In The Maltese Falcon, a 1929 detective novel, author Dashiell Hammett inserts the story of Flitcraft, a successful real estate executive in Tacoma, Wash. A steel beam falls eight storeys on a construction site and nearly wipes him out. Realizing life could be ended at random, he decides to flee his wife and family. Prof. Desai says the parable illustrates the dominance of chance in our life, as well as how we can't easily escape our own patterns of behaviour. After changing his name to Charles Pierce, Flitcraft winds up living an essentially identical life in a new locale.
The name of the character Flitcraft was borrowed from a legendary Pinkerton investigator who worked for insurance companies. And the real Charles Peirce (Hammett spelled the name differently in the novel) was a famed scientist/mathematician/philosopher who repeatedly turned his thoughts to insurance as a central frame for understanding life. "Each of us is an insurance company," he wrote in Grounds of Validity of the Laws of Logic, published in 1869.

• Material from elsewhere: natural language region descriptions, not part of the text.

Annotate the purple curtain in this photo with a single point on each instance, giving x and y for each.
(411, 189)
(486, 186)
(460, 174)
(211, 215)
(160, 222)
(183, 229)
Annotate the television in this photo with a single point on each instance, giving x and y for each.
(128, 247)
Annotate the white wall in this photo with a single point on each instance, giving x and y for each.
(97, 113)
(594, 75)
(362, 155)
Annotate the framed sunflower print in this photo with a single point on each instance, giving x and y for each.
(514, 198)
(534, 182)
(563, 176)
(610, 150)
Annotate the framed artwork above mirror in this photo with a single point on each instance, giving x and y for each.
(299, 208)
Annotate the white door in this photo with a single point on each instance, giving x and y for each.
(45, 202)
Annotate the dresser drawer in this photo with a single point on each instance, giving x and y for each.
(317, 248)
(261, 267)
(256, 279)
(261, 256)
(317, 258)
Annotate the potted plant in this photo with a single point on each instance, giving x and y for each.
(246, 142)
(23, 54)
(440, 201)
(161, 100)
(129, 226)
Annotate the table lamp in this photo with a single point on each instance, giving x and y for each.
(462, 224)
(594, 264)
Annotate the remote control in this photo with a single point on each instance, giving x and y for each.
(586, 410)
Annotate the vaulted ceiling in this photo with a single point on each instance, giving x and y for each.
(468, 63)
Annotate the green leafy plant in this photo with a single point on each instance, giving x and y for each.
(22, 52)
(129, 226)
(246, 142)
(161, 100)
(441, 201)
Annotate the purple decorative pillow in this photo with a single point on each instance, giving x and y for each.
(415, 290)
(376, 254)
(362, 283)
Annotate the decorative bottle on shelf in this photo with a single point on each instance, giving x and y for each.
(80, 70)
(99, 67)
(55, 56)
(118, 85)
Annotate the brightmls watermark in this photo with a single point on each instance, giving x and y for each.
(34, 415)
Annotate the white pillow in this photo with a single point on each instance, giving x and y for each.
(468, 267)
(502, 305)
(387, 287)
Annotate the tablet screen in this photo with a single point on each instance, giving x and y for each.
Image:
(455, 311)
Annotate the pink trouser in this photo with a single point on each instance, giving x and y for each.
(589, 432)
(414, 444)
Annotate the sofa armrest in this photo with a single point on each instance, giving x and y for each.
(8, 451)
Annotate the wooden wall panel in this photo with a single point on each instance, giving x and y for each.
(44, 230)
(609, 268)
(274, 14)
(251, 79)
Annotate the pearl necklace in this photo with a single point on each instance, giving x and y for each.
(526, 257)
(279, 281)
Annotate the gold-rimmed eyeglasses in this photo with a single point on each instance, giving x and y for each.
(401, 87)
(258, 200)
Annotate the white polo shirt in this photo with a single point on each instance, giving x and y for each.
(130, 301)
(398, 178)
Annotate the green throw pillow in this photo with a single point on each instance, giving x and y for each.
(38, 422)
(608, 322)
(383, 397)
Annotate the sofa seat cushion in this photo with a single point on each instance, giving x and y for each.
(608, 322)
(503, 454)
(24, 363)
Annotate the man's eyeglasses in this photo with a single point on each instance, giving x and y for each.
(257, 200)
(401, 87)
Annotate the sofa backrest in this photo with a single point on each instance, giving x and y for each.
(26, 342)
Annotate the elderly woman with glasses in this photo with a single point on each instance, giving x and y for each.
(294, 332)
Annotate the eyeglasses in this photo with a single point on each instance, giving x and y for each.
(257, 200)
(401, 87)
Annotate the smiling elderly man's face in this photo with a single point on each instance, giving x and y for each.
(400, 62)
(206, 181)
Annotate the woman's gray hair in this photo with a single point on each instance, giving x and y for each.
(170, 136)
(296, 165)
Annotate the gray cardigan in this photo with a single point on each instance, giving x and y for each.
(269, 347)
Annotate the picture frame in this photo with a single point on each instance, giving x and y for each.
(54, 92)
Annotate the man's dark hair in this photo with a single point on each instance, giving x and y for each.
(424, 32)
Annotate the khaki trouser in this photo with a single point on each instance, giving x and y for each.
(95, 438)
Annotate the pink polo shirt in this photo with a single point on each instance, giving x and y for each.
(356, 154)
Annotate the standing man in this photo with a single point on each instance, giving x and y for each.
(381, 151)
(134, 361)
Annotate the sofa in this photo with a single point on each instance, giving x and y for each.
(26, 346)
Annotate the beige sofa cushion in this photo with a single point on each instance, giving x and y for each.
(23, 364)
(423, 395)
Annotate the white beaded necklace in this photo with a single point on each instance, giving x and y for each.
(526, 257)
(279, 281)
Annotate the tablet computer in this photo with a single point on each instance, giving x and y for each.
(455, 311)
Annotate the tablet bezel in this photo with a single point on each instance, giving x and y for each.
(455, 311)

Together, Hammett and Austen highlight risk and the ideas of probabilities – things we shy away from but need to understand.
Prof. Desai notes that chance is omnipresent but can be understood and analyzed rigorously. Since it's predictable in the aggregate, we can deal with it. He writes: "The tools needed to navigate a world filled with uncertainty is what finance endeavours to provide. Risk is everywhere, it is undeniable, and it shouldn't be ignored or surrendered to – it should be managed. And insurance is the primary way we manage the risks in our lives."
As for the risk management encountered by Ms. Bennet in selecting a husband, he says it symbolizes the tradeoffs we face in other aspects of our lives. Should you keep looking for the perfect job or accept the lesser offer on the table? Is continuing with further education worth the costs?
"These questions implicitly consider risk and return and require you to think about how to allocate your time, energy, and resources given a set of choices in the face of an uncertain future. This allocation problem is precisely the problem at the center of finance," he writes.
The term "high finance" implies it's higher than us: Complicated, confusing, numbers-oriented – stuff for business-school graduates to pursue on Bay Street. Prof. Desai argues it's about our own lives – risk and insurance, debt, leverage and failure.
Just as importantly, he feels practitioners of finance need to explain and justify what they do more clearly to win back confidence. "More than regulation or outrage, fixing finance requires practitioners to return to the core ideas and ideals of finance – which can help them to ensure they are creating value and not extracting it," he says.